水質モニタリングデータの図形表示・データ集約システムの作製


[要 約]
 全国公共用水域水質データ等の水質データベースを対象とし,簡易操作で地点,期間,水質項目を指定し,その検索結果を画面上に各種グラフ・表で表示するシステムを作製した。本システムでは、対象とする水質成分の年・季節変動,他の水質成分や降雨量等気象要因との関連を解析することもできる。
[担当研究単位] 農業環境技術研究所 化学環境部 栄養塩類研究グループ 水質保全ユニット
[分 類] 技術

[背景・ねらい]
 水環境保全の立場から各種水質調査が実施され,膨大な量の水質データが蓄積されている。しか し,これらの多くは年度ごとの数値データとしてまとめられているだけであり,流域内の水質保全・評価のために利活用されているとは言い難い。
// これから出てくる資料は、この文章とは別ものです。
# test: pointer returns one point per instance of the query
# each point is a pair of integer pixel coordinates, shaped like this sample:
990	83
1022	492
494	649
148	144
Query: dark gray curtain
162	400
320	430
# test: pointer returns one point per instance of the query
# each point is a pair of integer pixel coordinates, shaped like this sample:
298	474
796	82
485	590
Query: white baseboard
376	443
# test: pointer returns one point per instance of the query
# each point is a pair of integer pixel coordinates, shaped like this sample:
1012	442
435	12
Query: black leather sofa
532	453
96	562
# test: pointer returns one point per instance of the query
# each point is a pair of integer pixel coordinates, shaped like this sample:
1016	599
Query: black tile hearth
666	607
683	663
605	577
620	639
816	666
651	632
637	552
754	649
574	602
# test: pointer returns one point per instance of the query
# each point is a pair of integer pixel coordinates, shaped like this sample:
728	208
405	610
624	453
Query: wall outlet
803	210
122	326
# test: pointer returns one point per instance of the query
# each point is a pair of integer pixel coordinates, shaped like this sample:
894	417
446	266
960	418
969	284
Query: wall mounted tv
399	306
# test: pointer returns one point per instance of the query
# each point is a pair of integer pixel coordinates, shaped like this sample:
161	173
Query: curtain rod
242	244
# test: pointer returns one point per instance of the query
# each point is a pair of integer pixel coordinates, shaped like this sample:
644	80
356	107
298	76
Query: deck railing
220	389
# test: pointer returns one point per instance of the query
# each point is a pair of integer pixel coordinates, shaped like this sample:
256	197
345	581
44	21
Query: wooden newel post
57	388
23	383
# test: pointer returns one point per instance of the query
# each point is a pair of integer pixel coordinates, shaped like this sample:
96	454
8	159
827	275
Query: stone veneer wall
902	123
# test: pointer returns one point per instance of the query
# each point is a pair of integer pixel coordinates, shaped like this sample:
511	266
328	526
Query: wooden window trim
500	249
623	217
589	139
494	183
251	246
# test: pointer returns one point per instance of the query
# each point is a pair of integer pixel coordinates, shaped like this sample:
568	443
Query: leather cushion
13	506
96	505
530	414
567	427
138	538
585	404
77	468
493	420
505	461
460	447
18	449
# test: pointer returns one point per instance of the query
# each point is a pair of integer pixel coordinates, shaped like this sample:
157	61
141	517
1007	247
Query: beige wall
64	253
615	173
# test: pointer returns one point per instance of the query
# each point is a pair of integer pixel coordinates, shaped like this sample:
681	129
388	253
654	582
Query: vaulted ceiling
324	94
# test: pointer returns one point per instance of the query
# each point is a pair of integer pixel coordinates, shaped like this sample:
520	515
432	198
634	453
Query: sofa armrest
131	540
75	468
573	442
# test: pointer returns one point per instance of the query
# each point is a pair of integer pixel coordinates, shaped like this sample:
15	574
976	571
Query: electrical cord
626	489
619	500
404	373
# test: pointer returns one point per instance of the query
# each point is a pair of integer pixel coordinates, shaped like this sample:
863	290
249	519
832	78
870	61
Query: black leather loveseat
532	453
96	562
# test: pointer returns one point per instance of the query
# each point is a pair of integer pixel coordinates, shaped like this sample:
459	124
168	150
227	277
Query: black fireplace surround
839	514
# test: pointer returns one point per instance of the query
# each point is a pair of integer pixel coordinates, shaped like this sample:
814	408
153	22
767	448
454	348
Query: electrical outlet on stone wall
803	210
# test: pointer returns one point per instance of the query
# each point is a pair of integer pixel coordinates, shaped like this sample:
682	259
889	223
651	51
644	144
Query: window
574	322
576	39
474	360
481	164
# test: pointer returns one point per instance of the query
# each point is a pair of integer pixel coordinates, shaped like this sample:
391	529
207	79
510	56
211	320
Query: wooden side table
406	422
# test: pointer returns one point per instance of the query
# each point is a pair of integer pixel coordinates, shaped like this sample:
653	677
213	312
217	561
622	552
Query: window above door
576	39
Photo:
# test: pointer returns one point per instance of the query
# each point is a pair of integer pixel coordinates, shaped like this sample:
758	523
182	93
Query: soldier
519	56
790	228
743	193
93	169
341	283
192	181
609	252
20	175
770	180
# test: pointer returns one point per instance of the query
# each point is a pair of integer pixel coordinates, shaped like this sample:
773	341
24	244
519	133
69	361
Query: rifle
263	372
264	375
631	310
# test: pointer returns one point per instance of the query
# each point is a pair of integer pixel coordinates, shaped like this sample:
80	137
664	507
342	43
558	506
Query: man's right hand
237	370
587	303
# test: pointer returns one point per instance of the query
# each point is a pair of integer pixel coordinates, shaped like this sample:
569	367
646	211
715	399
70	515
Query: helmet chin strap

そこで,これら水質データの簡易に操作し,地域水質の実体や変動を容易に把握できるシステムを作製する。
[成果の内容・特徴]
  1. 水質データベース例として,モニタリング地点数,期間,水質項目数とも最大規模の環境省水環境部企画課の有する全国公共用水域水質データを用い,これら水質データを簡易に表示・検索し,併せて対象成分濃度変動の他項目および気象要因依存性を解析するデータベース管理システムを作製する。
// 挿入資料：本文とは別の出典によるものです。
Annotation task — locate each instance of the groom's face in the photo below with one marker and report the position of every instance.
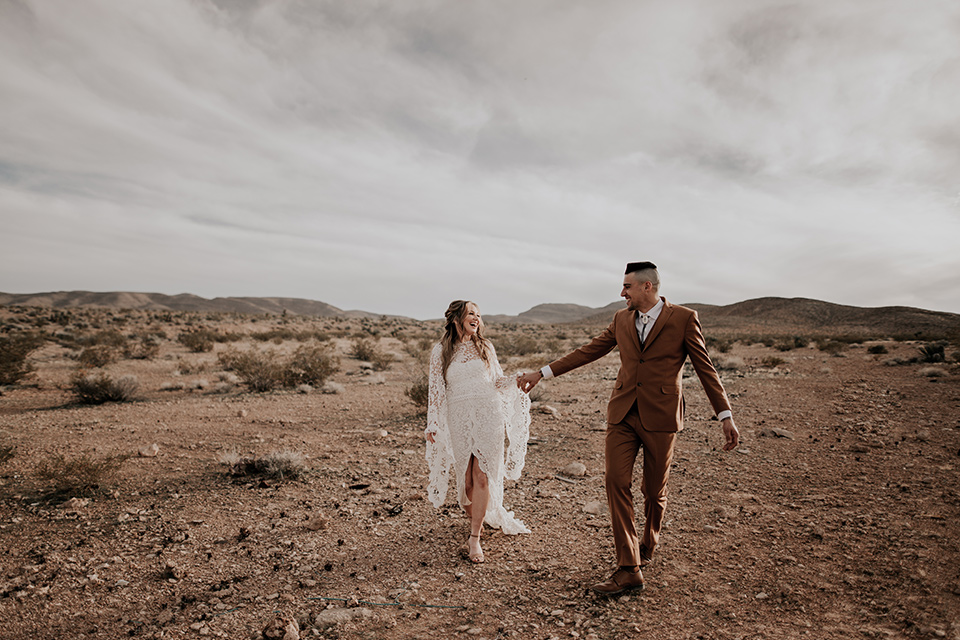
(640, 296)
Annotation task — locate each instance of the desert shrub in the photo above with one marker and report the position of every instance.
(932, 353)
(98, 355)
(144, 346)
(98, 388)
(266, 371)
(363, 349)
(197, 341)
(538, 393)
(419, 390)
(788, 344)
(310, 365)
(718, 345)
(833, 347)
(382, 360)
(14, 351)
(107, 337)
(724, 362)
(276, 464)
(259, 371)
(83, 475)
(186, 368)
(419, 350)
(521, 345)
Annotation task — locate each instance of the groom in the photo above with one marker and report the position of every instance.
(645, 409)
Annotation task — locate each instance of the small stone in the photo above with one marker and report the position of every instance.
(594, 507)
(282, 629)
(74, 503)
(575, 470)
(149, 451)
(777, 433)
(333, 617)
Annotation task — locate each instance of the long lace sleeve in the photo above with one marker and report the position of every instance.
(439, 452)
(515, 407)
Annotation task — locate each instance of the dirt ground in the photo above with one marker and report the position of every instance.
(837, 517)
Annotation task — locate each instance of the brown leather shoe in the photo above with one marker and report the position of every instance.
(621, 580)
(645, 557)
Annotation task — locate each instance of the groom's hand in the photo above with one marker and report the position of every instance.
(528, 381)
(730, 434)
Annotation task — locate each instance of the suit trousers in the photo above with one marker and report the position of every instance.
(623, 442)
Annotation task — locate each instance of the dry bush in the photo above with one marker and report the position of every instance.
(520, 345)
(933, 352)
(259, 371)
(418, 392)
(310, 365)
(279, 465)
(266, 370)
(368, 351)
(98, 388)
(723, 362)
(98, 355)
(143, 347)
(419, 350)
(198, 341)
(718, 345)
(363, 349)
(79, 476)
(833, 347)
(14, 351)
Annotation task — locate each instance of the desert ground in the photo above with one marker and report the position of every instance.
(837, 517)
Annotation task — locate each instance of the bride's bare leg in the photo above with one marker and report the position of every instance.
(479, 496)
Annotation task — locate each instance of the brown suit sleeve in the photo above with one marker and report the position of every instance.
(596, 349)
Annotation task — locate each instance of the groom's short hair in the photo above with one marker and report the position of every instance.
(644, 272)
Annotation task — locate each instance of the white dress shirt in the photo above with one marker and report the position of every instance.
(654, 313)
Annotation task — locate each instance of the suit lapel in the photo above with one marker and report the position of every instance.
(662, 320)
(632, 316)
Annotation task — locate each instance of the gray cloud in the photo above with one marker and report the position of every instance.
(391, 156)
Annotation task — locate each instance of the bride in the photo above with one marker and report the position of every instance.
(472, 410)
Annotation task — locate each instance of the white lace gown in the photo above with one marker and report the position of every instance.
(478, 411)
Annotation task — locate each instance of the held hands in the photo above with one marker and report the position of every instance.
(528, 381)
(730, 434)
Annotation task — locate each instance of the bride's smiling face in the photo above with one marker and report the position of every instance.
(470, 323)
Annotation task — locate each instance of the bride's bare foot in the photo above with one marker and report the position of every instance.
(474, 550)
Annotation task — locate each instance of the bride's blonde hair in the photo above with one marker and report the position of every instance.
(454, 316)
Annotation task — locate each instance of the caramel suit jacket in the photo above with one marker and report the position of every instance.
(651, 375)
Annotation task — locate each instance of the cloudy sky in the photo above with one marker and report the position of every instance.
(391, 156)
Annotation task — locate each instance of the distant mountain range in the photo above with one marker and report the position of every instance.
(182, 302)
(762, 316)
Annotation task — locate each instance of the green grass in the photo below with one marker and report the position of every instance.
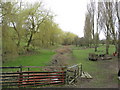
(95, 68)
(41, 59)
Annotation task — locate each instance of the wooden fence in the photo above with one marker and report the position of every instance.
(38, 78)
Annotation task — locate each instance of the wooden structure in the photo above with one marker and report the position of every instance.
(31, 78)
(93, 57)
(38, 78)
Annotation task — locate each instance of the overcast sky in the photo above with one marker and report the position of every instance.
(70, 14)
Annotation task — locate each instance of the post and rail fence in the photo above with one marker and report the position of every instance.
(29, 78)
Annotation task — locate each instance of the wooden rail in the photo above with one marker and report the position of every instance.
(31, 78)
(37, 78)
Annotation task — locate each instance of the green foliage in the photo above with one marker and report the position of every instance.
(41, 59)
(25, 29)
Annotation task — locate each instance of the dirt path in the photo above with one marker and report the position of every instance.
(104, 75)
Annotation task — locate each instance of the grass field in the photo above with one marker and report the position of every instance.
(104, 73)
  2. 水質モニタリング結果を収録したデータベースを使用して,地点,水質項目,期間を指定した検索を行い,その結果を表形式,円グラフ形式,棒グラフ形式でパーソナルコンピュータ(OS:Windows)の画面上に表示することができる(図1)。このシステムにより,任意の検索対象地点の水質及びその経時変動を簡単に把握できる。
  3. 本システムには重回帰・直交多項式・分散分析を統合したデータ集約機能が組込まれており,説明変数が非線形の場合や交互作用が存在する場合でも容易にデータを集約することができる。上記検索結果とオンラインで入手したアメダスデータとを組み合わすことにより,対象とする水質成分の年・季節変動,他水質項目(含,水量)および気象項目との関連を解析・把握できる。特に降雨量との関連が簡易操作で解析できる(図2図3)。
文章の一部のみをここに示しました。